The objective of this study was to evaluate the concordance between therapeutic recommendations proposed by a multidisciplinary team meeting and those generated by a large language model (ChatGPT) for colorectal cancer. Although multidisciplinary teams represent the 'standard' for decision-making in cancer treatment, they require significant resources and may be susceptible to human bias. Artificial intelligence, particularly large language models such as ChatGPT, has the potential to enhance or optimize the decision-making processes. The present study examines the potential for integrating artificial intelligence into clinical practice by comparing multidisciplinary team decisions with those generated by ChatGPT.
A retrospective, single-centre study was conducted involving consecutive patients with newly diagnosed colorectal cancer discussed at our multidisciplinary team meeting. The pre- and post-therapeutic multidisciplinary team meeting recommendations were assessed for concordance compared with ChatGPT-4.

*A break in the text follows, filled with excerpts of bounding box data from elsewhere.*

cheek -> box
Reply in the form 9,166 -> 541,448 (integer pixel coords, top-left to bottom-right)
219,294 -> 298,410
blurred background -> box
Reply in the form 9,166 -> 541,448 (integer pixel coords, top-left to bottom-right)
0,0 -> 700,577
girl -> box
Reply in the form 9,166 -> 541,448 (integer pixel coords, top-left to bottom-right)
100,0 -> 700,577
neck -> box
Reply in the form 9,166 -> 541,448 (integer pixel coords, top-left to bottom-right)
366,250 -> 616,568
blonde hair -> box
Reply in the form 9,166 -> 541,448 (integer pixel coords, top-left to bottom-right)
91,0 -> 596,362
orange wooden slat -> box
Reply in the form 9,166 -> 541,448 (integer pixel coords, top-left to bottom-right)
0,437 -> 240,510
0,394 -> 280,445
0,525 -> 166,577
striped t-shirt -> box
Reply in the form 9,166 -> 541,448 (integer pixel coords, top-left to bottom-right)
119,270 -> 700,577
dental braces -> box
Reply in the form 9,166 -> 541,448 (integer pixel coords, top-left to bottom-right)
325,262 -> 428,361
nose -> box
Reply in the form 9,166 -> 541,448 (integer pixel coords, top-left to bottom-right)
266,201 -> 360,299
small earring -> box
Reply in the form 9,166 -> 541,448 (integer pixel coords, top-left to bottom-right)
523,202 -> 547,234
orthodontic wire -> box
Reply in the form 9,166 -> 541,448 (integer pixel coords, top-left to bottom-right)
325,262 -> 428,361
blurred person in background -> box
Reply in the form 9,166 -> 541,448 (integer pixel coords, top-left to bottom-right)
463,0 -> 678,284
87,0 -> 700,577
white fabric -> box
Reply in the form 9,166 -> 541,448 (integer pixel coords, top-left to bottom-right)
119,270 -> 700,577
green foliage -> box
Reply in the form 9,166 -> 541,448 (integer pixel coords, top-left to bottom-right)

One hundred consecutive patients with newly diagnosed colorectal cancer of all stages were included. In the pretherapeutic discussions, complete concordance was observed in 72.5%, with partial concordance in 10.2% and discordance in 17.3%. For post-therapeutic discussions, the concordance increased to 82.8%; 11.8% of decisions displayed partial concordance and 5.4% demonstrated discordance. Discordance was more frequent in patients older than 77 years and with an American Society of Anesthesiologists classification ≥ III.
There is substantial concordance between the recommendations generated by ChatGPT and those provided by traditional multidisciplinary team meetings, indicating the potential utility of artificial intelligence in supporting clinical decision-making for colorectal cancer management.
本研究的目的是评估多学科团队会议提出的治疗建议与大语言模型(ChatGPT)针对结直肠癌生成的治疗建议之间的一致性。尽管多学科团队代表了癌症治疗决策的“标准”,但它们需要大量资源,并且可能容易受到人为偏见的影响。人工智能,尤其是像ChatGPT这样的大语言模型,有潜力增强或优化决策过程。本研究通过比较多学科团队的决策与ChatGPT生成的决策,探讨将人工智能整合到临床实践中的潜力。
进行了一项回顾性单中心研究,纳入在我们多学科团队会议上讨论的连续的新诊断结直肠癌患者。将治疗前和治疗后的多学科团队会议建议与ChatGPT-4进行一致性评估。
纳入了100例连续的各期新诊断结直肠癌患者。在治疗前的讨论中,完全一致的情况占72.5%,部分一致的情况占10.2%,不一致的情况占17.3%。在治疗后的讨论中,一致性提高到82.8%;11.8%的决策显示部分一致,5.4%的决策显示不一致。在77岁以上且美国麻醉医师协会分级≥III级的患者中,不一致的情况更常见。
ChatGPT生成的建议与传统多学科团队会议提供的建议之间存在高度一致性,表明人工智能在支持结直肠癌管理的临床决策方面具有潜在效用。